Jinghua Misuàn (荆华密算) closes angel round of “tens of millions” RMB to push AI confidential computing
Funding and focus
It has been reported that Jinghua Misuàn (荆华密算) has closed an angel financing round worth several tens of millions of RMB to accelerate development and commercialization of its AI confidential computing stack. The round was reportedly led by Shengjing Jiacheng Venture Capital (盛景嘉成创投), with strategic participation from Guolian Co., Ltd. (国联股份), Beyondsoft (博彦科技) and returning investor Inno-Creation Fund; Guangyuan Capital (光源资本) served as financial adviser.

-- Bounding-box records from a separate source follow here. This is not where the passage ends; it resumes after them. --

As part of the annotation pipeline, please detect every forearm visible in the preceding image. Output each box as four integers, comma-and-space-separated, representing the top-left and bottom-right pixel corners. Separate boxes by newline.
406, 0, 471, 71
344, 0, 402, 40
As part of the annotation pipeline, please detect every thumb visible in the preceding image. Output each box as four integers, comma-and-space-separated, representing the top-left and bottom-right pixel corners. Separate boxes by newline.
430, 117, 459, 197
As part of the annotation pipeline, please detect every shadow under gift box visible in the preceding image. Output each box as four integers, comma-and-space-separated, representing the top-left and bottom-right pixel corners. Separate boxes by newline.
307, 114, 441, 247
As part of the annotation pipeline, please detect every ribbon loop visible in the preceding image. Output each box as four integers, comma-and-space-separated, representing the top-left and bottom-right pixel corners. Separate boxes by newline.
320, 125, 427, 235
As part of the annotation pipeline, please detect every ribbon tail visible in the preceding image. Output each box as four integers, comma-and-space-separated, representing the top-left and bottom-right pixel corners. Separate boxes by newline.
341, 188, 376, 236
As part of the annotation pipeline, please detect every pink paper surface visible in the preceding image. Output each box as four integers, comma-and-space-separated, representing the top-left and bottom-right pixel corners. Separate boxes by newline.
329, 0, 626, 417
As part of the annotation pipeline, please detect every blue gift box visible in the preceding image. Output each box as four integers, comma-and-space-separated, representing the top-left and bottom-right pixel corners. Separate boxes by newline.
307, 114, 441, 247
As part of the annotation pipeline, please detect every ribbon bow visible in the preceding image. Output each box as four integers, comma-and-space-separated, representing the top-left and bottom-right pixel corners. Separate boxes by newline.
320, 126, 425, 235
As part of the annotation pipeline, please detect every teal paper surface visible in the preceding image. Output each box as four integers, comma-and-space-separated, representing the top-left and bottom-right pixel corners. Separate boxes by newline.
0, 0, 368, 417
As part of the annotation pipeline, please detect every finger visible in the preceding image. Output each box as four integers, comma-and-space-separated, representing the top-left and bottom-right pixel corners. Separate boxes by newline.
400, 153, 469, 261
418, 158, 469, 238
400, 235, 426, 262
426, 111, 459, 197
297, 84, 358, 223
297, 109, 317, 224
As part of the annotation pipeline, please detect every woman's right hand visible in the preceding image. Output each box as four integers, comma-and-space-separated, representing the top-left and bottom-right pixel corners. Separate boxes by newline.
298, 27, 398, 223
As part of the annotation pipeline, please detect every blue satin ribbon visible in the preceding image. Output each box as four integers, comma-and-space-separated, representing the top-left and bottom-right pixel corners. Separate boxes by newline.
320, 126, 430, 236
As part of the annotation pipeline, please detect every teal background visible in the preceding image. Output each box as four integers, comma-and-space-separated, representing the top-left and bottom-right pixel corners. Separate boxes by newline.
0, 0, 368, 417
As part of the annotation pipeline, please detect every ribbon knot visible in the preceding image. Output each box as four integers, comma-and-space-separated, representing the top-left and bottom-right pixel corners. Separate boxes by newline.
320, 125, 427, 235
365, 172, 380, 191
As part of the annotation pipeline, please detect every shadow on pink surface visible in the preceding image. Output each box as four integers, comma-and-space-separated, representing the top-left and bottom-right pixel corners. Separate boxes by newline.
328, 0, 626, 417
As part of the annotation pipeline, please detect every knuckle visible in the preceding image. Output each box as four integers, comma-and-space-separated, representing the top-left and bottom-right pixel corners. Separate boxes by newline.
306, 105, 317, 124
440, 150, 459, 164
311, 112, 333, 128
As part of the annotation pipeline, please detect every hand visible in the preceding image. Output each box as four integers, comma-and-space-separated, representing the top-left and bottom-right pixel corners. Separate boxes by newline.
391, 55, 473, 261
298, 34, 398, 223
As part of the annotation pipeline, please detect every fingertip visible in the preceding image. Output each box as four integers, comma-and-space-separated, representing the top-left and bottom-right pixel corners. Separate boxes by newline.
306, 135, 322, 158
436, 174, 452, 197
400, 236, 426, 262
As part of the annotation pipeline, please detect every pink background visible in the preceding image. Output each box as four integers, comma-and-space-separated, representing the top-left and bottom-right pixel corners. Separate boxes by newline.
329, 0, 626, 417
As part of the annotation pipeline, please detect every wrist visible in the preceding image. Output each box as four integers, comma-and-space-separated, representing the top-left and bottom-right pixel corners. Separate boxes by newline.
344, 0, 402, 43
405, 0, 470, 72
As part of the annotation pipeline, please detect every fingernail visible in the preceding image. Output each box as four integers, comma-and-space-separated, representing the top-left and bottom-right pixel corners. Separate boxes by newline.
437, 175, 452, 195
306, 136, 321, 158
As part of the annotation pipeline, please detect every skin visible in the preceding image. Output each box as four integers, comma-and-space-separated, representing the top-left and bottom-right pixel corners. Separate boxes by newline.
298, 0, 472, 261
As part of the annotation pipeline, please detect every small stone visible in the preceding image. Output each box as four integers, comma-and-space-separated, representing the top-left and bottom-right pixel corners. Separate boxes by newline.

Proceeds will go toward R&D of a high‑performance AI confidential computing platform, verification of a domain‑specific secure compute chip, and commercial roll‑out across government, finance, healthcare and legal sectors.
Technology and partnerships
Jinghua Misuàn says it focuses on privacy‑preserving computing for AI — enabling secure model training and inference on sensitive data without exposing plaintext to external models or services. It has been reported that the company, working with Professor Ren Ju’s lab at Tsinghua University, reconstructed AI operators to run confidentially on domestic heterogeneous GPUs without relying on GPU‑TEE, and claims to have cut AI confidential‑computing time costs by 3–4 orders of magnitude; a prototype chip design has already been validated on FPGA. The company offers localized deployment for enterprises, a confidential inference platform for developers and consumers, and a confidential training engine that supports encrypted data exchange; multiple pilot projects are underway.
Market implications and geopolitical context
Why does this matter? As AI agents gain autonomous decision‑making and file‑handling abilities, traditional “encrypt‑before‑upload” approaches struggle to contain millisecond‑scale overreach and data exfiltration risks. Jinghua Misuàn positions confidential computing as the underlying trust layer that could make enterprise AI adoption feasible. Geopolitically, the work also aligns with China’s push for compute and chip self‑reliance amid export controls and broader supply‑chain pressures: compatibility with domestic GPUs and a homegrown secure‑compute chip are strategic as well as commercial priorities. With industrial investors on board who bring customer access — notably Guolian’s network of manufacturing clients and Beyondsoft’s overseas compliance expertise — the company aims to couple technical claims with route‑to‑market partners rather than merely raise capital.